MarketsFarm — Canola prices fell back during the course of the last week, but should begin to move higher going into the coming week, according to trader Ken Ball of PI Financial in Winnipeg.
Canola likely “reached the top” last week with profit-taking having set in, he said, noting a lot of money pours into the market and must eventually come out.
“But can we re-ignite the canola market?” he said.
“We have the realization that there are a lot soybeans coming out of South America,” he added.
Barring some sort of unprecedented catastrophe, Brazil remains firmly on pace to produce a record soybean crop with harvest just getting underway.
In last week’s supply and demand estimates from the U.S. Department of Agriculture (USDA), Brazil’s production was forecast to be 133 million tonnes. CONAB, Brazil’s equivalent to USDA, pegged the crop at 133.7 million tonnes.
USDA’s estimate for soybean production in Argentina was at 48 million tonnes, with the Rosario Grain Exchange coming in at 47 million. While not a record crop, Argentina’s is set to be a hefty one.
Rains over South America, during the weekend of Jan. 16-17, certainly threw the proverbial wrench into the Chicago Board of Trade (CBOT) soy complex.
After the Martin Luther King Jr. Day holiday in the U.S., soybeans plummeted 31 cents per bushel, with another drop of 16.25 cents on Wednesday, which brought the March contract down to US$13.395 per bushel.
Although the spillover pulled canola lower, Ball pointed out canola remained far cheaper than soybeans.
As those South American soybeans enter the global market, there will be pressure on CBOT soybeans to come down — and, of course, taking canola along for the ride.

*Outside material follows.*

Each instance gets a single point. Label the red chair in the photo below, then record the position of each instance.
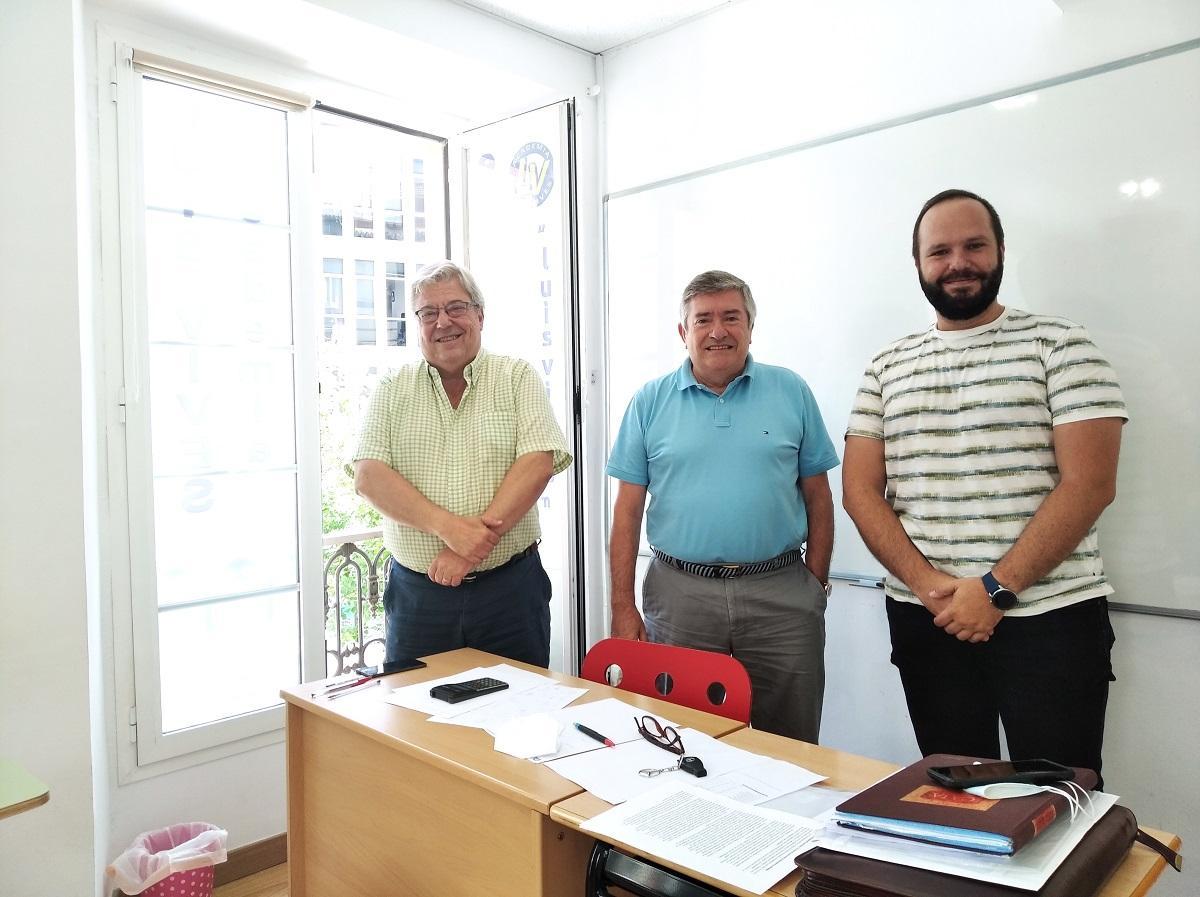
(702, 680)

A saving grace for North American soybeans and canola will be their respective tight ending stocks. USDA projected 2020-21 soybean ending stocks to fall to 3.8 million tonnes — down more than 73 per cent from the previous year’s carryout.
The most recent numbers from Agriculture and Agri-Food Canada (AAFC) put canola ending stocks for 2020-21 at 1.2 million tonnes, down almost 62 per cent from 2019-20.
Such tight ending stocks could lead to price rationing to kill demand, especially if stocks are exceedingly low.
“Canola could hit new contract highs in the spring,” Ball said.
— Glen Hallick reports for MarketsFarm from Winnipeg.